Qui la imperfezione tecnica impera, poiché il comma da ultimo citato richiama il comma sesto dell'art. 420 c.p.c., quando invece doveva essere richiamato il comma settimo, che consente innanzi alle nuove iniziative istruttorie della parte in prima udienza (per le prove non potute proporre prima) la concessione di un termine per controdedurre in replica. Questa fissazione di un termine per replica con facoltà di controdedurre costituisce la via corretta sul piano normativo per garantire il contraddittorio verso le in iziative officiose. All'interprete non resta che una forzatura al dettato della legge.

4.4 Le prove precostituite.

Si è profilato in giurisprudenza un orientamento molto discutibile e caratteristico del rito del lavoro.

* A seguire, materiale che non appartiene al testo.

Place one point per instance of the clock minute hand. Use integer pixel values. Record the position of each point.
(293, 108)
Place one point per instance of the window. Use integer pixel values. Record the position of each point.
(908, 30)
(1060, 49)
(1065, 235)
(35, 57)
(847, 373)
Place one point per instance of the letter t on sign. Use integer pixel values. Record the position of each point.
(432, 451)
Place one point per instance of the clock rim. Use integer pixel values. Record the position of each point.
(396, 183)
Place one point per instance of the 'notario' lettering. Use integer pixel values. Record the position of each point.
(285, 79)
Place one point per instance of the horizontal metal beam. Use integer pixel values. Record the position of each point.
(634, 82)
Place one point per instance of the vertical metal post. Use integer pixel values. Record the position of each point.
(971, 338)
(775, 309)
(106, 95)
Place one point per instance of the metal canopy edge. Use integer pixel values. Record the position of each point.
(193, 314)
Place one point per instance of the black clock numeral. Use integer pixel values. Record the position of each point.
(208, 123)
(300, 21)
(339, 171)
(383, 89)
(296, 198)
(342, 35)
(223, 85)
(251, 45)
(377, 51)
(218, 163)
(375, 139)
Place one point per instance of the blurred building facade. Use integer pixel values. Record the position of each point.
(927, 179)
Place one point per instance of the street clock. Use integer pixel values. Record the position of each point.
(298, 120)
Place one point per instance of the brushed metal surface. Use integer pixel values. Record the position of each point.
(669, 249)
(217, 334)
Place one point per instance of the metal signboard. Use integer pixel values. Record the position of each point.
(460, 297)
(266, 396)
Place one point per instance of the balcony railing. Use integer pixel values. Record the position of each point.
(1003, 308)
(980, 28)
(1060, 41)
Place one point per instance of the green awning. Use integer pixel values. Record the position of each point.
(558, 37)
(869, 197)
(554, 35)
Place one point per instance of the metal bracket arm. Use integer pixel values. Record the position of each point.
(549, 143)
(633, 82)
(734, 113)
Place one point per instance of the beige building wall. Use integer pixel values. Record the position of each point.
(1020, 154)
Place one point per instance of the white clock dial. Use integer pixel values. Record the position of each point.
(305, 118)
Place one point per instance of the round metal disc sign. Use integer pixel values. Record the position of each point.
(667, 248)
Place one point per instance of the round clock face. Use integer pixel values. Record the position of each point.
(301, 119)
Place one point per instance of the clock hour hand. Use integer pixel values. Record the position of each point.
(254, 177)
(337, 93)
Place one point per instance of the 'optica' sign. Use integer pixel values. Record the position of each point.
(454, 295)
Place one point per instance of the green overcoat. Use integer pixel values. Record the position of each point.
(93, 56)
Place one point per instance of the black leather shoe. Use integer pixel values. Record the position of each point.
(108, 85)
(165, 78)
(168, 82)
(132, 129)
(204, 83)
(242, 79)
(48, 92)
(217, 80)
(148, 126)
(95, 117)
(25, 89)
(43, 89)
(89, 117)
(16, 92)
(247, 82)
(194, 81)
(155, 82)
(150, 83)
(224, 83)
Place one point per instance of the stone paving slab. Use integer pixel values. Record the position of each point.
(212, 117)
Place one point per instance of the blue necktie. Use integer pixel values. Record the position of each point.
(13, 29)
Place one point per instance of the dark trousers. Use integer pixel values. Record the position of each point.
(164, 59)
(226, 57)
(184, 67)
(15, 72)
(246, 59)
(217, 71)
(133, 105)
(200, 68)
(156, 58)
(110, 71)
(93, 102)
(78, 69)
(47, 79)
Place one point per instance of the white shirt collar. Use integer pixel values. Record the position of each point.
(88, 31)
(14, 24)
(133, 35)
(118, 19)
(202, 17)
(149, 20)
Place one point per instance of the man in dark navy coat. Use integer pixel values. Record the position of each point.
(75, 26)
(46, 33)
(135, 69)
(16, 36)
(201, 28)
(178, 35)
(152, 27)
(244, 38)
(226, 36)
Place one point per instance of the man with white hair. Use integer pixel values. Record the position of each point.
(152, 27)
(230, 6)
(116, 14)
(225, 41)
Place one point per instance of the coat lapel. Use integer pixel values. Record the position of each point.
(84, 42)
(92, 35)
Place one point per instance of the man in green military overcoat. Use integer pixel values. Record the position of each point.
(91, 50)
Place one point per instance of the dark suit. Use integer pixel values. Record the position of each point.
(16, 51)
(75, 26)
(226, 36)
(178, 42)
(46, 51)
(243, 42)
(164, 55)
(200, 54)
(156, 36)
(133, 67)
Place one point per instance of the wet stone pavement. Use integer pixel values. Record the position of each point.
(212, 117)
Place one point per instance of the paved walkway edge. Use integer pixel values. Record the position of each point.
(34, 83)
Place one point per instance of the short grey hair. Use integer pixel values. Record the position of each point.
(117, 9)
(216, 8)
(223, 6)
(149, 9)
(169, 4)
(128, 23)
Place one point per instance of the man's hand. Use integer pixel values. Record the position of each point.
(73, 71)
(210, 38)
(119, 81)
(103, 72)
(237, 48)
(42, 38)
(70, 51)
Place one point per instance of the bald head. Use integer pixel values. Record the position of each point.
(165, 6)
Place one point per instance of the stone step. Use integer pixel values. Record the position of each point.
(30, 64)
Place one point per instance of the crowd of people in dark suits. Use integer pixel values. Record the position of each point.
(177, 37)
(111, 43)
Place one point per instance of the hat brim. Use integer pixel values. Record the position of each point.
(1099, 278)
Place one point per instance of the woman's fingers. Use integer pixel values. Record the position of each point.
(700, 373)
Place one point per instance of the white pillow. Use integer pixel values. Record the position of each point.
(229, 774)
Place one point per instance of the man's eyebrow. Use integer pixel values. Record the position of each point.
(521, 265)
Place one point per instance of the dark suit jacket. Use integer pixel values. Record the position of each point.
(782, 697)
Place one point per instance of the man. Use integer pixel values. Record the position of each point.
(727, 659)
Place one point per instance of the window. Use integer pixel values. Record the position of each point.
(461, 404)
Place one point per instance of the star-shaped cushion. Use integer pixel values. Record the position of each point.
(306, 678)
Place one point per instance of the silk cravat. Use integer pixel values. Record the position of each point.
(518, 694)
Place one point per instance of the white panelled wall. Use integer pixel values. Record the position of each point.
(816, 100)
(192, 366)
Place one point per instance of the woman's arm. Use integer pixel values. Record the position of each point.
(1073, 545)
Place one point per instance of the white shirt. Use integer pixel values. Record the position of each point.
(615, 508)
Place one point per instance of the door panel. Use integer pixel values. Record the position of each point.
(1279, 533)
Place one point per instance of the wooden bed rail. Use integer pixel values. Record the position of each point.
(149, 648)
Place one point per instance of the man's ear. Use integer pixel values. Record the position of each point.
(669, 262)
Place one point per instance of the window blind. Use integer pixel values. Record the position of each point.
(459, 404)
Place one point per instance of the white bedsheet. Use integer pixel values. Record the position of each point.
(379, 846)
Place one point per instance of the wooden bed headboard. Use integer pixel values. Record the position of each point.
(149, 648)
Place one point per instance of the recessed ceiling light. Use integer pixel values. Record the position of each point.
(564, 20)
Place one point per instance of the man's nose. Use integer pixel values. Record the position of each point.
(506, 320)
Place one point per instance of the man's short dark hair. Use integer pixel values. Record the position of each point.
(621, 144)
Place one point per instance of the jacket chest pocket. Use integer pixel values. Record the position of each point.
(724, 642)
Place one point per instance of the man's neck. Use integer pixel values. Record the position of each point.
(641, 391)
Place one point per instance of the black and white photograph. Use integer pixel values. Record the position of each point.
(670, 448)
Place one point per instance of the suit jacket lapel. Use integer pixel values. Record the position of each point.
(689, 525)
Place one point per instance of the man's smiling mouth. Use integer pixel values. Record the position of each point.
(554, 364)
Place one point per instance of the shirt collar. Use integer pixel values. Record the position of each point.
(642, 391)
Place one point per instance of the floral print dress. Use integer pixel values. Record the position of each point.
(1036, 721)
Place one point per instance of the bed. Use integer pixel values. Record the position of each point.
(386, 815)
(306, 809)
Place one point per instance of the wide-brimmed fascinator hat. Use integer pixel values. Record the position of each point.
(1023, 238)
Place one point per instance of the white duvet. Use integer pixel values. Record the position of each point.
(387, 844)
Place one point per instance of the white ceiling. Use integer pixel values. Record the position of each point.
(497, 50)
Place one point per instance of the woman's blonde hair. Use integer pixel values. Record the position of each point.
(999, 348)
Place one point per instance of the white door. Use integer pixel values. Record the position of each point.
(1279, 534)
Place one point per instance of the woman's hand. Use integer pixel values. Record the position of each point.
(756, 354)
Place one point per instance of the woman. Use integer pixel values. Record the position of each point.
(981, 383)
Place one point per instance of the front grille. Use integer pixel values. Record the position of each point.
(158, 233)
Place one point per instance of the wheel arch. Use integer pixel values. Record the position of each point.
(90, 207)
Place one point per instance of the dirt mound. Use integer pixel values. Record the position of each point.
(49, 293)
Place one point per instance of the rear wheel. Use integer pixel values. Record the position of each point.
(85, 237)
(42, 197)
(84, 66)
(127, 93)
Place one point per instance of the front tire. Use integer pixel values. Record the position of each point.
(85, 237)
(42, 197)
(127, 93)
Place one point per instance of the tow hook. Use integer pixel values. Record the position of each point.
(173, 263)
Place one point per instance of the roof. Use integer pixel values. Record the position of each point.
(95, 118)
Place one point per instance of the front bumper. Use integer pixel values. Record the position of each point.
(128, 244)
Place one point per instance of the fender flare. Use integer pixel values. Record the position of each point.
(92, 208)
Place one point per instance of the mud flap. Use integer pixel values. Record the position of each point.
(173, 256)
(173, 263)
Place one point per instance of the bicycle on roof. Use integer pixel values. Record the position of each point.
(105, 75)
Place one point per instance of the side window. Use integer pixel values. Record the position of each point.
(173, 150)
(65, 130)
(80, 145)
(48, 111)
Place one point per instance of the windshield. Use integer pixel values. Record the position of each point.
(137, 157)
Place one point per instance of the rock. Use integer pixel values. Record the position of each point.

Quello della insussistenza di un limite preclusivo alle prove precostituite come quelle documentali, le quali, non avendo l'effetto di far differire il processo e quindi rallentarlo (perché precostituite) non sarebbero soggette a preclusioni (Cass. 30 maggio 1989, n. 2619; Cass. 16 dicembre 1988, n. 6867).

Trattasi di una interpretazione abrogatrice della norma assolutamente inaccettabile e che rischia di contaminare anche il rito ordinario (vi sono alcune pronunce in tal senso).

La concentrazione della trattazione e l'assoggettamento a preclusione delle attività difensive si giustifica per un razionale e logico svolgimento del processo e attiene ad esigenze pubblicistiche cui non è possibile prestare deroga.

La corte di cassazione, con alcune pronunce dell'aprile 2005 ha invertito la rotta sottoponendo al regime della indispensabilità anche la prova documentale.

4.5 Rilevabilità delle eccezioni di tardiva deduzione del mezzo difensivo.

Anche il mancato rispetto dei termini decadenziali fissati alle attività difensive nel rito del lavoro è rilevabile d'ufficio (tra le tante e da ultimo, Cass. 7 marzo 1986, n. 1545).